I didn’t know what people would think about my recent blog post, My Tree Friend. For most of my life I thought of spiritual experience mainly in terms of human beings and the Spirit. Vertebrates have nervous systems of various complexities. Dogs, cats, apes, etc. can learn and have memory but I hadn’t thought about them in spiritual terms.
Being trained and having a career in medical science on the one hand strengthened my belief in the Spirit. What else could create such complexity as nature and living organisms? But on the other hand, communicating with a tree didn’t fit science as I understood it.
Being raised as a Quaker I was familiar with worshiping in silence, and the expectation, and experience of the Spirit or Inner Light. And of expectant waiting on the Spirit at all times, not just during Sunday meetings for worship.
One of the many benefits of living without a car were the vast number of hours I spent in nature as I walked, ran or rode my bicycle. Especially during extreme exercise of long distance running I became acutely aware of how all parts of my body were working together (or not). I enjoyed “runners high” which was a heightened mental/spiritual state. And often near the end of a 13 mile run I would be feverently praying for the strength to make it to the end of the race.
Many days I would spend at least an hour walking and taking photos.

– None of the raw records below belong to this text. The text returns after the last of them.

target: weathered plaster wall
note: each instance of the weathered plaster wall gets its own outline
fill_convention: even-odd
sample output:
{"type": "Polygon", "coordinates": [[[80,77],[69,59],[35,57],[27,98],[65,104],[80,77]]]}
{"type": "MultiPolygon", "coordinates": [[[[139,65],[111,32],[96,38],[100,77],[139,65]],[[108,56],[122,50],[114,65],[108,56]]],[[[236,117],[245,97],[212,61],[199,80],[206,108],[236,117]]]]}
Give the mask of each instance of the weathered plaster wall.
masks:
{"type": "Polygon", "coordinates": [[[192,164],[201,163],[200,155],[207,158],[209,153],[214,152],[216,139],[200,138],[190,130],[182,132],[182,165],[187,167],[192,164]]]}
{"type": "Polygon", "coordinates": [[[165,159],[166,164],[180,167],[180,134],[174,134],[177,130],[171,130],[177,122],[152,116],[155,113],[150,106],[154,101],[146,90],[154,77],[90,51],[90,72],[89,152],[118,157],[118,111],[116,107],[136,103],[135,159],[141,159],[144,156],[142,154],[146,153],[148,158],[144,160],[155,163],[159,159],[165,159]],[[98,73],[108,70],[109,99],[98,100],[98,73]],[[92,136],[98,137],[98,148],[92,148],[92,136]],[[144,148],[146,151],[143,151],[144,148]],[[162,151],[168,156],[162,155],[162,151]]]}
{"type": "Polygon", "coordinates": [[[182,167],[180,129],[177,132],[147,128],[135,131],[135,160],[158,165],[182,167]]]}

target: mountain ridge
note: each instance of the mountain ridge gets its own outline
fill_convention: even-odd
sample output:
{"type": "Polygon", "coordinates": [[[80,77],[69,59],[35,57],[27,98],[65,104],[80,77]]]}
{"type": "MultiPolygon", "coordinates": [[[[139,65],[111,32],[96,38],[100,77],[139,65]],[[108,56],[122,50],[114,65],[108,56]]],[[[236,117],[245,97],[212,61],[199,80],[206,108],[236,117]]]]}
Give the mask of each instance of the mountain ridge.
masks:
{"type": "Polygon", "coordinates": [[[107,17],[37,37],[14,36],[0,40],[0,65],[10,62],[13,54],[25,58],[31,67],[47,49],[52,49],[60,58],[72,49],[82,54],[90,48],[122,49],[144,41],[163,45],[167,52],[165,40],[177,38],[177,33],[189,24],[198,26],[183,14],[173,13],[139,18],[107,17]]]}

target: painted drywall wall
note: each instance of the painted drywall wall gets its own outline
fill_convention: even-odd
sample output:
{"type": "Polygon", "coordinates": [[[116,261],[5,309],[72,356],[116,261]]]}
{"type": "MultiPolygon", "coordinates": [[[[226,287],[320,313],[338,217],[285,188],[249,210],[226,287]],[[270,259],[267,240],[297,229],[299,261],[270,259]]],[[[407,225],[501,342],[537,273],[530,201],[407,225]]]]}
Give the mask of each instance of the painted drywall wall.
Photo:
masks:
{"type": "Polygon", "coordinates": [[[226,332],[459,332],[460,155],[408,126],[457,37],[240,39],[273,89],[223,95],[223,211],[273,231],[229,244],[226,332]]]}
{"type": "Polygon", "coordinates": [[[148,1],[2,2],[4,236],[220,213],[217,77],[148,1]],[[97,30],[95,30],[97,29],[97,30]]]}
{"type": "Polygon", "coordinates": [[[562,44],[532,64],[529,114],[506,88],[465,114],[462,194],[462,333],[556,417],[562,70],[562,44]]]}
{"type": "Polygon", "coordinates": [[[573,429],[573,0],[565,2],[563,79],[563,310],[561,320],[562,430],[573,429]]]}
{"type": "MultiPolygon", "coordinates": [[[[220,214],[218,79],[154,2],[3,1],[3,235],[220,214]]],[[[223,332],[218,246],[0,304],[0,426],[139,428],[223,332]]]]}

I began to notice I was often talking to God. “Wow that is a beautiful flower you created.” I soon learned to stand still in front of something I wanted to create an image of. And I would be soon be shown the angle to stand at, how to compose the image. The longer and more carefully I would listen, the more images would be revealed to me.
So as I began to learn about indigenous spirituality, of how the Spirit is in all things living and non living, that made sense to me because of those experiences of running, photography and Quaker worship. I realized how narrowly constrained my understanding of the Spirit had been.
As I learned these things, I made an effort to be more aware of, and to try to communicate with the birds, animals, flowers, plants, trees, earth and sky as I walked. I got to know squirrels, dogs and hawks as I walked the same paths.
I often think about what my friend Joshua Taflinger once wrote:
What has risen to the surface at Standing Rock is a physical/spiritual movement. Learn how to quiet your mind. To find the silent receptive space to receive guidance. To learn to adapt and follow the pull of synchronicity to guide you to where you will find your greatest support and strength.
Joshua Taflinger
What I have found in my time praying in the indigenous earth based ways, is that it’s not about putting your hands together and talking to god…. It’s about quieting and connecting with the baseline of creation, of nature. Tuning into the frequency and vibration of the natural world, the nature spirits. The beings and entities that have been in existence, for all of existence, the examples and realities of sustainability and harmony.
It’s about becoming receptive to these things. Being open and flowing with them. The spirit guides us, but we have to make ourselves receptive to feel, sense, and respond to this guidance.
And this:
I am an Indian. I am a Cherokee. And I see God in the clouds and I hear Him in the wind. When I was a child I thought I could hear time, and I knew what the dove and whippoorwill said when they called from the meadows and the woodland.
“A Cherokee Feast of Days (Volume 2)” by Joyce Sequichie Hifler
It is the nature of the Indian to hear with the spirit because his life is based on spiritual foundations, immovable foundations that motivate him to worship. Music is a part of this, music from rustling leaves and singing streams, but from gifted people as well. Tears came when I first heard classical music in my youth, for I was being introduced to the angels. It still happens whenever I hear strains of violin music.
So when Lance Foster asked us to make friends with a tree that made perfect sense to me. But I know I am just beginning to understand trees. https://kislingjeff.wordpress.com/2019/08/26/my-tree-friend/
Today was the wonderful ceremony at Bear Creek Friends Meeting, which is in the countryside 2 miles north of Earlham, Iowa. Two trees were planted to honor the memory of longtime members and elders of the meeting, Wanda and Roy Knight.